Boeing agreed to sell 80 aircraft – 50 737 MAX 8s and 30 777s – worth about $17 billion at list prices to Iran Air in December 2016, in a deal that the company at the time said would create nearly 100,000 jobs. In April 2017, the airplane maker agreed to sell 30 737 MAX jets at a list price of $3 billion to Iran Aseman Airlines, with the option for 30 additional aircraft.

French airplane maker Airbus, Boeing’s biggest rival, signed an agreement with Iran Air in December 2016 for 100 aircraft.

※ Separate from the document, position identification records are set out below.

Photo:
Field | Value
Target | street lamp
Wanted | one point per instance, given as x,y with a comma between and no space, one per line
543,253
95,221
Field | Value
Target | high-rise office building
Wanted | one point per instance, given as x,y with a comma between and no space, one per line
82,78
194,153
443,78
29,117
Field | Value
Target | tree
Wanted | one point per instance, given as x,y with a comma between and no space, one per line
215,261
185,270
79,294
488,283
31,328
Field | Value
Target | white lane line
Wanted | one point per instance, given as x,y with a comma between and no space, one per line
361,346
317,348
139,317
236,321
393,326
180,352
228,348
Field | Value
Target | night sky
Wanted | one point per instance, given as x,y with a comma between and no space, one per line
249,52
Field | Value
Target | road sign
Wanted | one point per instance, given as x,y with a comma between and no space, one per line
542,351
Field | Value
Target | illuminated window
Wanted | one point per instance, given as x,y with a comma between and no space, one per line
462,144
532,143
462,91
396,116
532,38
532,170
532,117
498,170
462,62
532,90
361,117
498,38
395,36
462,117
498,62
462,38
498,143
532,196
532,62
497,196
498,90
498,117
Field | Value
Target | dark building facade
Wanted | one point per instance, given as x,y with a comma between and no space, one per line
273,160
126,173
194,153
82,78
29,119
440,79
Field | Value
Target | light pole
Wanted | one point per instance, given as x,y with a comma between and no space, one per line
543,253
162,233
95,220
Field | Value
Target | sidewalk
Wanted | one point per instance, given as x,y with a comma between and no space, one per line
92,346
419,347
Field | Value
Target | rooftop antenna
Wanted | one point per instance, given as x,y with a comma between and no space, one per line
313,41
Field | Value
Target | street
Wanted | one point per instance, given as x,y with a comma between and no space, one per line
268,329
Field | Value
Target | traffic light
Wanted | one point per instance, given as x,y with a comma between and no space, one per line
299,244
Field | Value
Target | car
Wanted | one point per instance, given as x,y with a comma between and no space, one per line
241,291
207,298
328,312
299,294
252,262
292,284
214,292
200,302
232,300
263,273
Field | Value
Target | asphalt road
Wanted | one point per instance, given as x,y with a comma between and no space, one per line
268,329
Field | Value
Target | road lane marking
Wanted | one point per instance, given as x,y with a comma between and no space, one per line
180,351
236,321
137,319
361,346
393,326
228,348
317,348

Despite being a foreign company, Airbus is also at risk of losing revenue as a result of Trump’s decision because its planes are composed of more than 10% of American-made parts, meaning it must receive permission from the U.S. Treasury Department to sell products to Iran.

The Treasury Department said on Tuesday the U.S. would ban the export of commercial aircraft, as well as parts and services to Iran, after 90- and 180-day wind-down periods.

“The Boeing and (Airbus) licenses will be revoked,” Mnuchin told reporters at the Treasury on Tuesday. “Under the original deal, there were waivers for commercial aircraft, parts and services, and the existing licenses will be revoked.” 

Trump announced Tuesday that the U.S. will withdraw from the nuclear deal, calling it “defective at its core” and signed a presidential memorandum to reinstate sanctions on Iran.

“We will be instituting the highest level of economic sanction,” Trump said in his address to the nation, warning that any nation who aids Iran in its quest for nuclear weapons could also be “strongly sanctioned” by the U.S.